Un tiempo para pagos
Además, de acuerdo con lo establecido en el acuerdo, para los proveedores de cuarta clase, es decir, los que siguen después de los priorizados, “se prevé un pago inicial proporcional apoyado en recursos judiciales liberados y un programa de amortización gradual a partir de 2028, mientras que para los acreedores quirografarios, se incorpora un esquema de pagos diferidos que se activará en los años posteriores, ambos con reconocimiento de una tasa de interés reducida”.
A poner la casa en orden
El objetivo del proceso acordado es asegurar la sostenibilidad operativa de la compañía, garantizar la continuidad de sus actividades y permitir un pago equilibrado y progresivo a los diferentes grupos de acreedores, según lo permite la ley de insolvencia empresarial en el país, al igual que otras normas.

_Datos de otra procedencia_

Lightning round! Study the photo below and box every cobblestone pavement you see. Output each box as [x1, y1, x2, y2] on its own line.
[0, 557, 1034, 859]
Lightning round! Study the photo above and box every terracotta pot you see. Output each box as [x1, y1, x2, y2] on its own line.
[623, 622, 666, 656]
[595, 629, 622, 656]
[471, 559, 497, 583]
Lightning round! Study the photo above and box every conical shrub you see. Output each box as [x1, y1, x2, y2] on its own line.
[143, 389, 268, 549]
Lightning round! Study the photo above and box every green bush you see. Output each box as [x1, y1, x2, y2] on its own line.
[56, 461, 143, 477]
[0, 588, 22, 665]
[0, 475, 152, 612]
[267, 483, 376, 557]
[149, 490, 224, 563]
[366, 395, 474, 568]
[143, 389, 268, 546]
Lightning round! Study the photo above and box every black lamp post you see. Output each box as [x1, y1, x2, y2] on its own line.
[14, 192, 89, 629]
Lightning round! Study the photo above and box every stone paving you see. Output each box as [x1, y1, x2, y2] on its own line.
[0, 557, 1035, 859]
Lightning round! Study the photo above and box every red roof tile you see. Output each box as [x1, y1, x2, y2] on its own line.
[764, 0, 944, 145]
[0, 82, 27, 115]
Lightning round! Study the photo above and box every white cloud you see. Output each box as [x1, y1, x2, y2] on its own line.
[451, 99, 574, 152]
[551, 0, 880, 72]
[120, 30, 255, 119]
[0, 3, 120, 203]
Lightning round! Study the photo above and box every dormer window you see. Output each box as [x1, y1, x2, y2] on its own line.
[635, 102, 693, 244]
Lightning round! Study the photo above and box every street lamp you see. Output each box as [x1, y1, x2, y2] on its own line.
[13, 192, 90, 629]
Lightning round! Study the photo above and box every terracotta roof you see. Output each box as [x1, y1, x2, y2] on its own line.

El superintendente Billy Escobar señala que los acuerdos son justamente para eso: darles oportunidad a las empresas de volverse a levantar.

En todo caso, también les dan la indicación de poner la casa en orden. Por ello, el acuerdo suscrito incluye además reglas de gobierno corporativo, restricciones a la distribución de dividendos, deberes de información, conformación del Comité de Acreedores y compromisos de transparencia durante su ejecución, entre otras, para garantizar que la empresa pueda reorganizarse.
“La admisión del trámite de validación judicial constituye un paso decisivo para asegurar la viabilidad financiera de la compañía y la adecuada protección del crédito en un proceso que involucra a más de quinientos acreedores de distinta naturaleza”, señaló Escobar.